今回のインシデントは、重大なものではあったが、死傷者を出すことなく解決できたという意味で、きわめて幸運なものだったと言える。また、死傷者を出すことなく、貴重な教訓を得られたという考え方もできよう。

このインシデントから、できるだけ多くのことを学び取ることが重要である。

だが、そのためには、もう少し本質的で詳細な調査を行って公表するべきであろう。副社長の交代にまでつながった事件であるが、責任を取るならきちんとした調査をするということによって行っていただきたいと思う。
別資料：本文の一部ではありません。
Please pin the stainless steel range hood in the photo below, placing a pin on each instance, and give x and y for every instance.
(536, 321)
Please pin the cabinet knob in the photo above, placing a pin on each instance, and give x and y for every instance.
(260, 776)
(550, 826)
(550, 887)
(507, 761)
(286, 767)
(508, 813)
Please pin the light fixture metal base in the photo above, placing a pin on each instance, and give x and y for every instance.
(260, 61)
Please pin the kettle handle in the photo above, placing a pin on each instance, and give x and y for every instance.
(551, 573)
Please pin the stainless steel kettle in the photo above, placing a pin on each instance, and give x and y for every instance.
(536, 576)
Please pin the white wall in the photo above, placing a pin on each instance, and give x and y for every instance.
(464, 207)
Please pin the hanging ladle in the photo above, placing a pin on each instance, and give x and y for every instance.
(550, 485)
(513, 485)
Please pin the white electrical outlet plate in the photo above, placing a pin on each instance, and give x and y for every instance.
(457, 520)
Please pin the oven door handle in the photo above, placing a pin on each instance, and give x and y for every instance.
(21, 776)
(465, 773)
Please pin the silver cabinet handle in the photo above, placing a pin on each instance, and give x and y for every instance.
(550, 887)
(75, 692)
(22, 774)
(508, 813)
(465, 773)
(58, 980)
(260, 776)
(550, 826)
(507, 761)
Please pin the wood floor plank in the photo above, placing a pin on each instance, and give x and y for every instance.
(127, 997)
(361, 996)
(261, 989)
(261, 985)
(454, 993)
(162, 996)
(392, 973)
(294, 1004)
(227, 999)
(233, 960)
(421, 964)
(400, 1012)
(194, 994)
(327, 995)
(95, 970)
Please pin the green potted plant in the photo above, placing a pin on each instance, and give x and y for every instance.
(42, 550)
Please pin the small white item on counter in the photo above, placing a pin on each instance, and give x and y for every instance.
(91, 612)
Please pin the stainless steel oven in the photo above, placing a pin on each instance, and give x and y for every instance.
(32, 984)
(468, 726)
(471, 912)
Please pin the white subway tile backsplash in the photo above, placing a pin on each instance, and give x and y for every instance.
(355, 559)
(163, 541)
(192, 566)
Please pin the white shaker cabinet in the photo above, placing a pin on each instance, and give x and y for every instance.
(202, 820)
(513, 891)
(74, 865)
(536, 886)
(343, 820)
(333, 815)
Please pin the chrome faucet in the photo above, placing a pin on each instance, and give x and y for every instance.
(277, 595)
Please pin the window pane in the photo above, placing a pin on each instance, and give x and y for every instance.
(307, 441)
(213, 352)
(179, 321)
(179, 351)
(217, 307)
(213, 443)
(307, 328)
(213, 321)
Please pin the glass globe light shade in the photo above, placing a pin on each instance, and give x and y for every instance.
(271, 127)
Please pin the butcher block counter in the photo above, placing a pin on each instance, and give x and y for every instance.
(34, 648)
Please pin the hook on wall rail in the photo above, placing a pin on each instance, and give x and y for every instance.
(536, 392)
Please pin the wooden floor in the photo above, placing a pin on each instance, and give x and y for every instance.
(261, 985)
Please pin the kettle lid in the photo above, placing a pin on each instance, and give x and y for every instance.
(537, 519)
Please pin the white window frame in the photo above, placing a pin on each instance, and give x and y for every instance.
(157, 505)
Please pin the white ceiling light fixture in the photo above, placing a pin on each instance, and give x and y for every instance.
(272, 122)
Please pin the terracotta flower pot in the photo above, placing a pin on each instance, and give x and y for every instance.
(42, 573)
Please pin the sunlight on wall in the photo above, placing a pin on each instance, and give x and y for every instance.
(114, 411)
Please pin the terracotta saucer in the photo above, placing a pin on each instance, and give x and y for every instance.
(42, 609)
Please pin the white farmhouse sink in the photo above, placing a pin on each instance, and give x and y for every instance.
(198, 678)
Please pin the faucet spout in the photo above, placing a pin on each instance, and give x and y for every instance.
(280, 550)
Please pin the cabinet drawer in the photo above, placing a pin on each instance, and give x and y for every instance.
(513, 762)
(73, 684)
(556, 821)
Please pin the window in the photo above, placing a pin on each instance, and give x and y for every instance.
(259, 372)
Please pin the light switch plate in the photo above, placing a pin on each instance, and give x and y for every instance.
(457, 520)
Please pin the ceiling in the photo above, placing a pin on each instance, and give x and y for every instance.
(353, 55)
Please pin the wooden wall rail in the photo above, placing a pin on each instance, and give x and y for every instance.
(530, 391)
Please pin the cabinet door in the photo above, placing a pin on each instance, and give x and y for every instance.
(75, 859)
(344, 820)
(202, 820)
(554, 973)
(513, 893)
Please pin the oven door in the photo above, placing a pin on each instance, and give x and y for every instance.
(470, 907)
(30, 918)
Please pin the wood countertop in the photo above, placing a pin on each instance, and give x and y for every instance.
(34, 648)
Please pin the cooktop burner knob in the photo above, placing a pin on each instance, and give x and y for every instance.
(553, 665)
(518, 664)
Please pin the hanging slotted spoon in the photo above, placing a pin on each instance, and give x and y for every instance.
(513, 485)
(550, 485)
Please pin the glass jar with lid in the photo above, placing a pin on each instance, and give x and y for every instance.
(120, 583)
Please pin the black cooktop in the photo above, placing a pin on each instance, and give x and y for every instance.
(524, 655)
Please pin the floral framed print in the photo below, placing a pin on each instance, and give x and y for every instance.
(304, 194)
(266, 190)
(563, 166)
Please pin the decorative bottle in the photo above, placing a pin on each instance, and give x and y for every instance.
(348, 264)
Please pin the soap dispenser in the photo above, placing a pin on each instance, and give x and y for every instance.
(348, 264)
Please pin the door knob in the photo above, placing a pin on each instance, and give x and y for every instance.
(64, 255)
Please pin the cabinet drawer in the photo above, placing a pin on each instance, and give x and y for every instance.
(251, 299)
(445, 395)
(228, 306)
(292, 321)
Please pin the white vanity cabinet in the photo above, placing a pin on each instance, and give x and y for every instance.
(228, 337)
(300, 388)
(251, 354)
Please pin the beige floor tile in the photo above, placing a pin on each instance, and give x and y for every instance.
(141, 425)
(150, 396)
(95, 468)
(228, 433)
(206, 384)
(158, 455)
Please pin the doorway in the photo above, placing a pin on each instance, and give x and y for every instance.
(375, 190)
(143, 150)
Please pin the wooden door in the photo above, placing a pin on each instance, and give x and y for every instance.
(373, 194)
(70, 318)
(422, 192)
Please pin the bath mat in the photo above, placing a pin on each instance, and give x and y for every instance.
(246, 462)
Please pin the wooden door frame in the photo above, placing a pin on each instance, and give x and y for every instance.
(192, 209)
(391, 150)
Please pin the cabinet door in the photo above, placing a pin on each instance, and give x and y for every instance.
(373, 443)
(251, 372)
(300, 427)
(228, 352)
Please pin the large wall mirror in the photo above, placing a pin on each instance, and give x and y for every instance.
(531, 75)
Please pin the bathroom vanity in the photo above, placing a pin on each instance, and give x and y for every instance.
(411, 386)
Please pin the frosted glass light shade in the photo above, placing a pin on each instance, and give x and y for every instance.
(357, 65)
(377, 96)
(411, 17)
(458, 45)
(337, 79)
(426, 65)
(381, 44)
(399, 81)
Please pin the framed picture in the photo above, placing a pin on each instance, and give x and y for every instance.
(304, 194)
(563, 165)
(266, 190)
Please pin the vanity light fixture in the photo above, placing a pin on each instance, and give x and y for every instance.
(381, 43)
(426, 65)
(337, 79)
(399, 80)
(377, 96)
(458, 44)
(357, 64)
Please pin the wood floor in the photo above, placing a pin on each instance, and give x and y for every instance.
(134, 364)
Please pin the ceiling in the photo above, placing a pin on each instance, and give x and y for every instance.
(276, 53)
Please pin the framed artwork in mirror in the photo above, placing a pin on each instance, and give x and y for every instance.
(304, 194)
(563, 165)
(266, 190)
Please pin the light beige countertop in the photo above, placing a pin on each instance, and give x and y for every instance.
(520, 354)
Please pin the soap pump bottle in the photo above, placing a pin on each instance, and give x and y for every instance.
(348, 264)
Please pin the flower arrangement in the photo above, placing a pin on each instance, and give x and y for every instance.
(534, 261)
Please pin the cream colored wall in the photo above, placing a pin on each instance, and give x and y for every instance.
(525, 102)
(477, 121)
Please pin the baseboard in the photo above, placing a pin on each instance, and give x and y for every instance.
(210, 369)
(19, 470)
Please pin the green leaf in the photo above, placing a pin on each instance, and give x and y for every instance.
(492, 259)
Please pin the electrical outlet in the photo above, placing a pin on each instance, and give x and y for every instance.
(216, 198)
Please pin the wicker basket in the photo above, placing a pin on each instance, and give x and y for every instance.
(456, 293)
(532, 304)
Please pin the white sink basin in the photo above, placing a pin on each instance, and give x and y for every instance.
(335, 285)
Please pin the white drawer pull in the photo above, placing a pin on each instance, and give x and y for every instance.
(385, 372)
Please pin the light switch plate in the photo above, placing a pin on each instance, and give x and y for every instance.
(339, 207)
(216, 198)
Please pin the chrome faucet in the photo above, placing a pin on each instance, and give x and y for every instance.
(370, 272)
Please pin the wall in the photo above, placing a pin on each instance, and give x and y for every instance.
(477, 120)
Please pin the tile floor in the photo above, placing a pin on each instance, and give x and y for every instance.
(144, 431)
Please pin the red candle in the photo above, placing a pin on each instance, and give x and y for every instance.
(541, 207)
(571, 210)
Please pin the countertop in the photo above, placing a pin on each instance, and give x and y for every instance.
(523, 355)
残念ながら、当日の列車を停止させる判断についても、今回の側バリの削りすぎの問題にしても、人間の意志・行動という面についての科学的な調査が弱いように思えるのだ。

なにも個人の責任を追及せよというのではない。エルゴノミクス的な調査を行わなければ、真の再発防止にはつながらないというのである。削りすぎの問題は、K社の社内のことでもあり、調査は困難な面もあろうが、そこは発注者として納得できるような調査を行うべきであろう。

朝日新聞の3月1日付の記事の見出しにある「「削りは現場判断」 規定外の作業」というのは分かるが、一歩先まで調べるべきであろう。なぜ、現場がそのような判断をしたのか、設計上の問題や製造管理上の問題はなかったか、現場がそのような重要な判断を独自でするようなことについての管理システム上の問題はなかったのか等についての詳細な調査を期待したい。